The issue is we have tasks, which are in many ways, more like a thread than a process. On a ‘big’ system, where you have a number of independant processes, each protected from each other and sharing information with each other only via OS provided connections, it is standard for the OS to keep track of resources allocated to a process and automatically free those when the process terminates.

In Tasks, like in threads, there isn’t a strong wall between them, so things are shared on a much more ad hoc manner, and defining ‘ownership’ really can be difficult. It is quite possible for one task to create something and give it to another, and if the thing went away just because the first task died it would cause a lot of trouble. Mutexs are a bit special here, as when a task task it, it owns the mutex, but FreeRTOS doesn’t keep a central repository listing of all the mutexes currently in the system.

I find that, in general, in an enviroment like FreeRTOS, the ‘random’ aborting of a task is generally a bad idea, if something has gone wrong, you really need to reboot to fix things, as you have no idea what else might be in a ‘bad’ state.

herlien wrote on Thursday, August 18, 2016:

Thank you Richard. I don’t disagree with anything you said. I do have a bit of a problem with one particular implementation decision in FreeRTOS. I believe (and I wrote my original post partially to get confirmation, as I can’t be sure) that somewhere in the software stack executed with xSemaphoreGive(), it uses an assertion to ensure that the caller actually owns the mutex. Given your statements about fluid ownership, I would prefer the OS to simply allow the mutex give to take place. But as I said, I may be misinterpreting what’s happening under the hood.

I also agree that killing a task is generally a bad idea. But when something of this nature occurs, it may be desireable to salvage whatever you can of the deployment (i.e. try to accomplish the scientific goals), and then recover the equipment for post mortem and further testing. Especially since ship time typically costs on the order of $30K/day, with a day each required for deployment and recovery.

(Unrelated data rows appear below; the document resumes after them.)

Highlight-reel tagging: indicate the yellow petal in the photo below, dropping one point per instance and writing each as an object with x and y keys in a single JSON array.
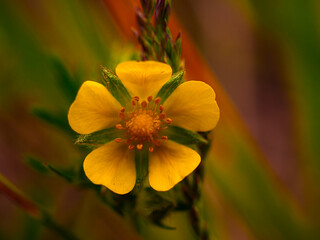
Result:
[
  {"x": 170, "y": 163},
  {"x": 113, "y": 166},
  {"x": 93, "y": 109},
  {"x": 192, "y": 106},
  {"x": 143, "y": 79}
]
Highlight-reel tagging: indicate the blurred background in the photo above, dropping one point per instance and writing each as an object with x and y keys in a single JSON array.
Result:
[{"x": 262, "y": 58}]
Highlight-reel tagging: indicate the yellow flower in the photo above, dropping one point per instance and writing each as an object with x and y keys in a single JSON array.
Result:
[{"x": 140, "y": 124}]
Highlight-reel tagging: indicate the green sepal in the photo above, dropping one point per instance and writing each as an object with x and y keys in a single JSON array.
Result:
[
  {"x": 168, "y": 88},
  {"x": 184, "y": 136},
  {"x": 116, "y": 87},
  {"x": 141, "y": 158},
  {"x": 99, "y": 138}
]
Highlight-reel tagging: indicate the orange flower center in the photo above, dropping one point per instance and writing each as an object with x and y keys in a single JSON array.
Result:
[{"x": 143, "y": 123}]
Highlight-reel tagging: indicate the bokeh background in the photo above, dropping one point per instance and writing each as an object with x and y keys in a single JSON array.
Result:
[{"x": 262, "y": 58}]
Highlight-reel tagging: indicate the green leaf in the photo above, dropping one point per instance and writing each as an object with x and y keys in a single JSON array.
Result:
[
  {"x": 168, "y": 88},
  {"x": 64, "y": 79},
  {"x": 100, "y": 137},
  {"x": 116, "y": 87},
  {"x": 183, "y": 136},
  {"x": 59, "y": 121}
]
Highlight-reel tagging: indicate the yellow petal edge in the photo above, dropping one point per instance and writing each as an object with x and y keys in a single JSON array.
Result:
[
  {"x": 113, "y": 166},
  {"x": 193, "y": 106},
  {"x": 94, "y": 109},
  {"x": 171, "y": 163}
]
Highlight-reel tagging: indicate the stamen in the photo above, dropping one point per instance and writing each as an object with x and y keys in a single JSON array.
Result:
[
  {"x": 122, "y": 115},
  {"x": 143, "y": 123},
  {"x": 162, "y": 115},
  {"x": 144, "y": 104},
  {"x": 156, "y": 142},
  {"x": 157, "y": 100}
]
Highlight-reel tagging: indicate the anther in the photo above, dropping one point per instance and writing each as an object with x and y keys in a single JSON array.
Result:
[
  {"x": 168, "y": 120},
  {"x": 162, "y": 115},
  {"x": 156, "y": 142},
  {"x": 144, "y": 104},
  {"x": 122, "y": 115},
  {"x": 157, "y": 100}
]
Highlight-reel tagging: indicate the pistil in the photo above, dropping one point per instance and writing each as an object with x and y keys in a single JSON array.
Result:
[{"x": 143, "y": 123}]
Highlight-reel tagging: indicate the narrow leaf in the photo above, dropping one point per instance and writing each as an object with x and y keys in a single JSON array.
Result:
[
  {"x": 116, "y": 87},
  {"x": 168, "y": 88},
  {"x": 99, "y": 138},
  {"x": 183, "y": 136}
]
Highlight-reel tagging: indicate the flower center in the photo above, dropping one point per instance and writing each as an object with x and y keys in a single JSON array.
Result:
[{"x": 143, "y": 123}]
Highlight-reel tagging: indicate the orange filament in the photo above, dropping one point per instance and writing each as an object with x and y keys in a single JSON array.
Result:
[{"x": 143, "y": 123}]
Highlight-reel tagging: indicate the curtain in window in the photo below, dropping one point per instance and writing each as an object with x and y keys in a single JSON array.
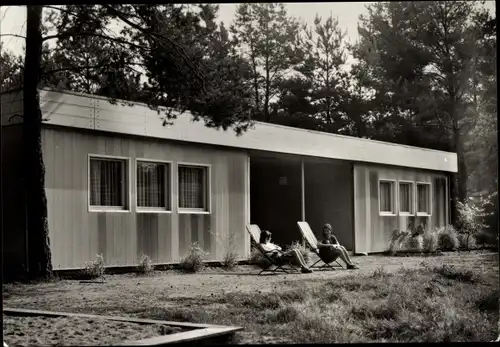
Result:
[
  {"x": 191, "y": 187},
  {"x": 404, "y": 197},
  {"x": 107, "y": 183},
  {"x": 423, "y": 198},
  {"x": 151, "y": 185},
  {"x": 385, "y": 197}
]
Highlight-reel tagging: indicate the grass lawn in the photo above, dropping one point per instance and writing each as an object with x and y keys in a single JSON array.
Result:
[{"x": 448, "y": 298}]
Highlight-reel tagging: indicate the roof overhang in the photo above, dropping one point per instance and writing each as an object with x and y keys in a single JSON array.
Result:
[{"x": 83, "y": 111}]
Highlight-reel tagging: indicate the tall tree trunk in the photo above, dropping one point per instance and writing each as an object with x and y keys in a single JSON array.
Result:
[
  {"x": 40, "y": 263},
  {"x": 267, "y": 115},
  {"x": 458, "y": 187}
]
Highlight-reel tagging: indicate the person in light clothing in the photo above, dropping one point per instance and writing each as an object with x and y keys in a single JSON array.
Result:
[
  {"x": 275, "y": 252},
  {"x": 331, "y": 249}
]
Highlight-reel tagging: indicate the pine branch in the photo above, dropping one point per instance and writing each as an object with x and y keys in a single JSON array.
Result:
[
  {"x": 179, "y": 49},
  {"x": 78, "y": 68},
  {"x": 14, "y": 35}
]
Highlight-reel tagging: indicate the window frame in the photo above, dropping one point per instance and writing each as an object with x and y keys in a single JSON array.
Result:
[
  {"x": 208, "y": 209},
  {"x": 423, "y": 214},
  {"x": 127, "y": 198},
  {"x": 170, "y": 182},
  {"x": 412, "y": 199},
  {"x": 394, "y": 197}
]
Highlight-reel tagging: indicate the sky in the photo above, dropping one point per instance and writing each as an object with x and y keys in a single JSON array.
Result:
[{"x": 12, "y": 18}]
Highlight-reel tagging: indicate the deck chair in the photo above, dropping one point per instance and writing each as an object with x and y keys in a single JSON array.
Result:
[
  {"x": 254, "y": 231},
  {"x": 312, "y": 241}
]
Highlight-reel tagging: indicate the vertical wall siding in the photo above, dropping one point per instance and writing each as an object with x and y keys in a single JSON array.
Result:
[
  {"x": 13, "y": 201},
  {"x": 77, "y": 235},
  {"x": 372, "y": 231}
]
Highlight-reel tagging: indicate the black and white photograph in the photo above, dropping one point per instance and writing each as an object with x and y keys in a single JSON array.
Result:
[{"x": 249, "y": 173}]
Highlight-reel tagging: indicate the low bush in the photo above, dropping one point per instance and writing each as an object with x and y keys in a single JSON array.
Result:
[
  {"x": 466, "y": 241},
  {"x": 413, "y": 243},
  {"x": 230, "y": 260},
  {"x": 256, "y": 258},
  {"x": 302, "y": 250},
  {"x": 94, "y": 269},
  {"x": 194, "y": 259},
  {"x": 398, "y": 240},
  {"x": 145, "y": 265},
  {"x": 429, "y": 241},
  {"x": 447, "y": 238}
]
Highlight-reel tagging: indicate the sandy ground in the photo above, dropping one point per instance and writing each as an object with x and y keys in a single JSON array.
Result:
[
  {"x": 216, "y": 281},
  {"x": 135, "y": 295},
  {"x": 71, "y": 331}
]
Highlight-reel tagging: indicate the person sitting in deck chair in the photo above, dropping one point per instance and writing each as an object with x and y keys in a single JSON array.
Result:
[
  {"x": 331, "y": 249},
  {"x": 277, "y": 254}
]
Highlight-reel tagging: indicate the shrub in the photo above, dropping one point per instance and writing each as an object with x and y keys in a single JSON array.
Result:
[
  {"x": 486, "y": 238},
  {"x": 230, "y": 260},
  {"x": 94, "y": 269},
  {"x": 145, "y": 265},
  {"x": 470, "y": 219},
  {"x": 397, "y": 240},
  {"x": 302, "y": 249},
  {"x": 256, "y": 258},
  {"x": 414, "y": 243},
  {"x": 447, "y": 238},
  {"x": 430, "y": 241},
  {"x": 466, "y": 241},
  {"x": 193, "y": 261}
]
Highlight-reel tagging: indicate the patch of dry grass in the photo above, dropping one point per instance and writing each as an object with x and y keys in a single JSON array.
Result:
[
  {"x": 73, "y": 331},
  {"x": 418, "y": 303}
]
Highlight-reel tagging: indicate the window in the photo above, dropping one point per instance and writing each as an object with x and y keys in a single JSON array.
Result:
[
  {"x": 406, "y": 200},
  {"x": 108, "y": 183},
  {"x": 386, "y": 197},
  {"x": 193, "y": 188},
  {"x": 424, "y": 199},
  {"x": 153, "y": 186}
]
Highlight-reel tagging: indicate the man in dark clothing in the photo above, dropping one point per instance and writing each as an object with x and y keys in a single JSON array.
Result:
[{"x": 331, "y": 249}]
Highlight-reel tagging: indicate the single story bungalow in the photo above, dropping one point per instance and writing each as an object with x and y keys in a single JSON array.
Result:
[{"x": 121, "y": 184}]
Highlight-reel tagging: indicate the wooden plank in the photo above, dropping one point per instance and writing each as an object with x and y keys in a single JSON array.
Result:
[{"x": 183, "y": 337}]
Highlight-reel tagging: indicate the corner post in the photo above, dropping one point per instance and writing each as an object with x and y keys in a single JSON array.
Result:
[{"x": 303, "y": 195}]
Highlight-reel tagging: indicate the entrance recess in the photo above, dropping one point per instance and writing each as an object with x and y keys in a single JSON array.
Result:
[{"x": 288, "y": 189}]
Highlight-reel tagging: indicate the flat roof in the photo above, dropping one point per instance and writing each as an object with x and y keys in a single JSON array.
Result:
[{"x": 76, "y": 110}]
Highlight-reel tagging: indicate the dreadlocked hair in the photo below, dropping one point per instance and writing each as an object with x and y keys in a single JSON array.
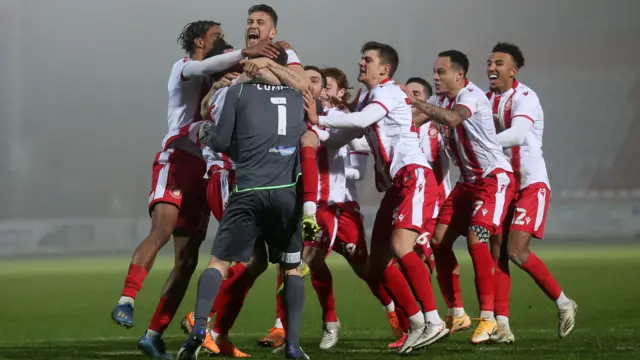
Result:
[{"x": 193, "y": 31}]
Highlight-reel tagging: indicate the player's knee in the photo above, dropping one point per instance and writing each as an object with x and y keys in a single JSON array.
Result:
[
  {"x": 309, "y": 139},
  {"x": 481, "y": 233}
]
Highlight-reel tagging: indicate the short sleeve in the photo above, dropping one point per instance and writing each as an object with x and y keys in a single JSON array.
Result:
[
  {"x": 388, "y": 96},
  {"x": 468, "y": 97},
  {"x": 293, "y": 58},
  {"x": 527, "y": 105}
]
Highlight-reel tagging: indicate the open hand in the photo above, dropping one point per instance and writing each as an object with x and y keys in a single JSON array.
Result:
[
  {"x": 253, "y": 66},
  {"x": 310, "y": 108},
  {"x": 263, "y": 48}
]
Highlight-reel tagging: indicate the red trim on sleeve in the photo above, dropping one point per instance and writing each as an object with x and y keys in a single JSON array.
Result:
[{"x": 381, "y": 104}]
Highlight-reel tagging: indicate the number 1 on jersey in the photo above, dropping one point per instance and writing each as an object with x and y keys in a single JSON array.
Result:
[{"x": 282, "y": 114}]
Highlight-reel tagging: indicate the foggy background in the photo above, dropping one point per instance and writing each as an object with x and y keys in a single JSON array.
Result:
[{"x": 83, "y": 100}]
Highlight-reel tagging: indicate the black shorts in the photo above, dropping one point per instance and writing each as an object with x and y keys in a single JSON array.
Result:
[{"x": 270, "y": 216}]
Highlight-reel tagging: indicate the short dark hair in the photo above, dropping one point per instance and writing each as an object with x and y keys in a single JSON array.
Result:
[
  {"x": 425, "y": 84},
  {"x": 317, "y": 69},
  {"x": 388, "y": 55},
  {"x": 511, "y": 49},
  {"x": 458, "y": 58},
  {"x": 193, "y": 31},
  {"x": 265, "y": 9}
]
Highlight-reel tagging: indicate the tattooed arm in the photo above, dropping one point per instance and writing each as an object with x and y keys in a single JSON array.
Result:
[
  {"x": 452, "y": 117},
  {"x": 290, "y": 77}
]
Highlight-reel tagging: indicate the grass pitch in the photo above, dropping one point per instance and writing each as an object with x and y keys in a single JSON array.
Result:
[{"x": 60, "y": 309}]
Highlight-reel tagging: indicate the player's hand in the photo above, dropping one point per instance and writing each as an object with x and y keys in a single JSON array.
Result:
[
  {"x": 205, "y": 134},
  {"x": 285, "y": 45},
  {"x": 354, "y": 103},
  {"x": 253, "y": 66},
  {"x": 310, "y": 108},
  {"x": 263, "y": 48}
]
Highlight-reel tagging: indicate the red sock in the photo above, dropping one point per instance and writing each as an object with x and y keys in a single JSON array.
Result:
[
  {"x": 419, "y": 279},
  {"x": 309, "y": 165},
  {"x": 322, "y": 282},
  {"x": 485, "y": 280},
  {"x": 280, "y": 310},
  {"x": 399, "y": 290},
  {"x": 542, "y": 276},
  {"x": 165, "y": 312},
  {"x": 225, "y": 294},
  {"x": 503, "y": 287},
  {"x": 133, "y": 281},
  {"x": 403, "y": 319},
  {"x": 238, "y": 292},
  {"x": 448, "y": 277}
]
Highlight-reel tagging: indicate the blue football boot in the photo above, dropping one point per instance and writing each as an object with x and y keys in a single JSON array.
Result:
[
  {"x": 123, "y": 315},
  {"x": 154, "y": 348}
]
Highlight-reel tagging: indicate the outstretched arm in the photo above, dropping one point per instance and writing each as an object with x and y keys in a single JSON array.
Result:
[{"x": 452, "y": 117}]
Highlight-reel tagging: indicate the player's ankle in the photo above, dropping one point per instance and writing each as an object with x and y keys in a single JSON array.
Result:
[{"x": 126, "y": 300}]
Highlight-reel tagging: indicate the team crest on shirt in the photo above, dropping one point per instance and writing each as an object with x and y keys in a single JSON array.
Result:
[
  {"x": 507, "y": 105},
  {"x": 176, "y": 193}
]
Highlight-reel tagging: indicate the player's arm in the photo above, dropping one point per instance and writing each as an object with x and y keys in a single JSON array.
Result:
[
  {"x": 219, "y": 136},
  {"x": 358, "y": 154},
  {"x": 515, "y": 135},
  {"x": 453, "y": 117},
  {"x": 525, "y": 109}
]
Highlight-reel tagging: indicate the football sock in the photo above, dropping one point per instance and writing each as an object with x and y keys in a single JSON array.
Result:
[
  {"x": 294, "y": 301},
  {"x": 419, "y": 279},
  {"x": 542, "y": 276},
  {"x": 483, "y": 265},
  {"x": 133, "y": 281},
  {"x": 208, "y": 287}
]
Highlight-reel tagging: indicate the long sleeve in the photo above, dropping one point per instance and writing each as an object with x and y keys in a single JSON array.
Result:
[
  {"x": 514, "y": 136},
  {"x": 356, "y": 120},
  {"x": 211, "y": 65}
]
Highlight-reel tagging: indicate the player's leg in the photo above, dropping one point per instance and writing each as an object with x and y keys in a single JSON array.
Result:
[
  {"x": 528, "y": 221},
  {"x": 314, "y": 255},
  {"x": 164, "y": 207},
  {"x": 502, "y": 277},
  {"x": 237, "y": 233},
  {"x": 286, "y": 245},
  {"x": 308, "y": 160},
  {"x": 351, "y": 243},
  {"x": 451, "y": 219},
  {"x": 415, "y": 206},
  {"x": 490, "y": 200}
]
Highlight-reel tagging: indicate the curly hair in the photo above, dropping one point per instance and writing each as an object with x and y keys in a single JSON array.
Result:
[
  {"x": 193, "y": 31},
  {"x": 341, "y": 79}
]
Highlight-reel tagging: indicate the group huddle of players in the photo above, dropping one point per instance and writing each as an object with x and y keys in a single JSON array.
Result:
[{"x": 274, "y": 149}]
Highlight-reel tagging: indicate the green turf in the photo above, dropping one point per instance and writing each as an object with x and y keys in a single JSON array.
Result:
[{"x": 59, "y": 309}]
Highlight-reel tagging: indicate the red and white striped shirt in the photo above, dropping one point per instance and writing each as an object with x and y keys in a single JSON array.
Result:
[
  {"x": 526, "y": 160},
  {"x": 185, "y": 96},
  {"x": 393, "y": 141},
  {"x": 473, "y": 143}
]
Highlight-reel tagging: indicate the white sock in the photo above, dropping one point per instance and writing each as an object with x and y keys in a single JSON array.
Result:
[
  {"x": 309, "y": 208},
  {"x": 214, "y": 335},
  {"x": 562, "y": 299},
  {"x": 416, "y": 320},
  {"x": 456, "y": 311},
  {"x": 390, "y": 308},
  {"x": 433, "y": 317},
  {"x": 126, "y": 300},
  {"x": 278, "y": 324},
  {"x": 152, "y": 335},
  {"x": 503, "y": 321},
  {"x": 487, "y": 315}
]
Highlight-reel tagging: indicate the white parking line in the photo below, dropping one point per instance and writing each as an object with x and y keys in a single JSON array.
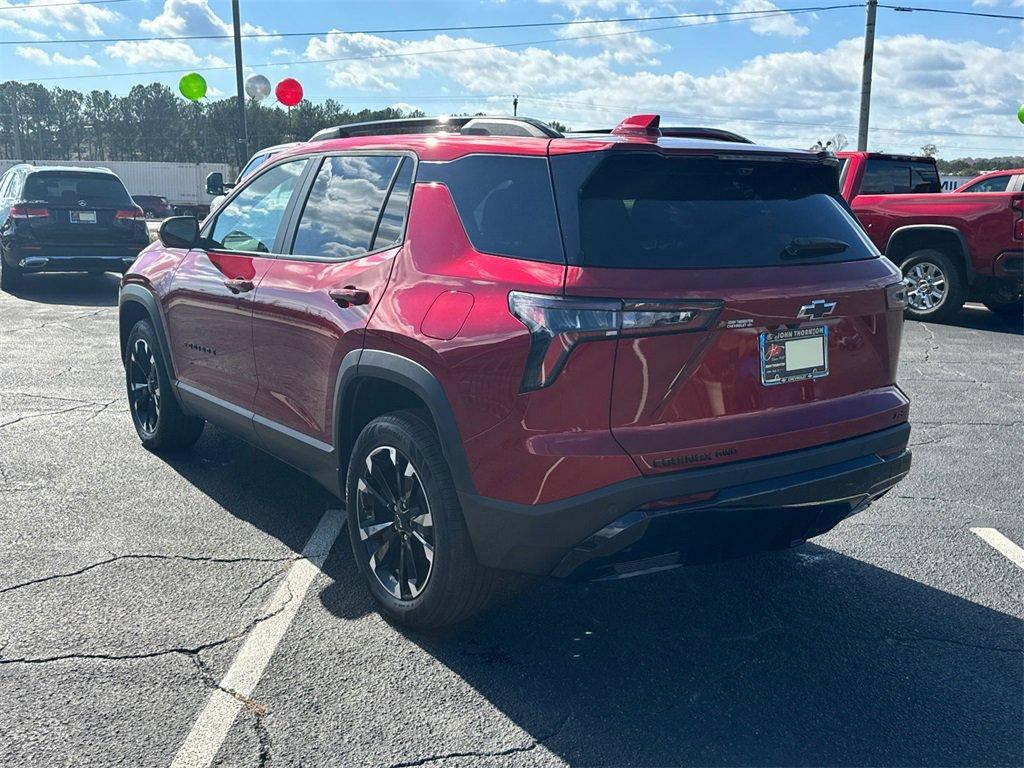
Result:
[
  {"x": 1003, "y": 545},
  {"x": 209, "y": 731}
]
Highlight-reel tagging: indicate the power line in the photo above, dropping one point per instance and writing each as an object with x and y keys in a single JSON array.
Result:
[
  {"x": 910, "y": 9},
  {"x": 61, "y": 5},
  {"x": 739, "y": 14},
  {"x": 406, "y": 54}
]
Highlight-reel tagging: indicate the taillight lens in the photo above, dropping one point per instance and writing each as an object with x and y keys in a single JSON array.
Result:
[
  {"x": 29, "y": 212},
  {"x": 896, "y": 296},
  {"x": 558, "y": 324}
]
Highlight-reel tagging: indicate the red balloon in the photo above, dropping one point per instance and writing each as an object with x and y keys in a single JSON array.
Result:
[{"x": 289, "y": 91}]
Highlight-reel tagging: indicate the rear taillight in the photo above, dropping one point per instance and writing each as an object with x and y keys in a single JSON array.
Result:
[
  {"x": 896, "y": 296},
  {"x": 29, "y": 212},
  {"x": 558, "y": 324}
]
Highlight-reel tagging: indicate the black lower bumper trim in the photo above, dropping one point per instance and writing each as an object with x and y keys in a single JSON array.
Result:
[{"x": 790, "y": 496}]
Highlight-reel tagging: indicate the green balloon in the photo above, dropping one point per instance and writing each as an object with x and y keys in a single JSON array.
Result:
[{"x": 193, "y": 86}]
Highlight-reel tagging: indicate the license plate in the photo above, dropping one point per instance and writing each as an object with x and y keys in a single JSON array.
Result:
[{"x": 794, "y": 355}]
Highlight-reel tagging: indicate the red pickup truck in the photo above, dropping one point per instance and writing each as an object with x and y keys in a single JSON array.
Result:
[{"x": 951, "y": 248}]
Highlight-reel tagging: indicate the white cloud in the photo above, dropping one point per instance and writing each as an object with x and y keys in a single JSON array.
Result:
[
  {"x": 67, "y": 16},
  {"x": 40, "y": 56},
  {"x": 160, "y": 52},
  {"x": 195, "y": 17}
]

tlafleur wrote on Thursday, August 18, 2016:

Hi Bob… It been a long time from the Kildall-DRI-CP/M days…
I’v been using FreeRTOS for over 10 years now in my projects…

tom [at] lafleur (dot) us

richard_damon wrote on Friday, August 19, 2016:

Mutexes check that the giver is the same task as which took the Mutex. The issue with trying to automatically give any Mutex that was taken is that FreeRTOS has not list of Mutexes to check to see if the task has a hold on any Mutex. My understanding is that there are technical reasons relating to possible priority inheritance that make this needed (the task holding the mutex might have had its priority raised if a higher priority task is waiting on the mutex.)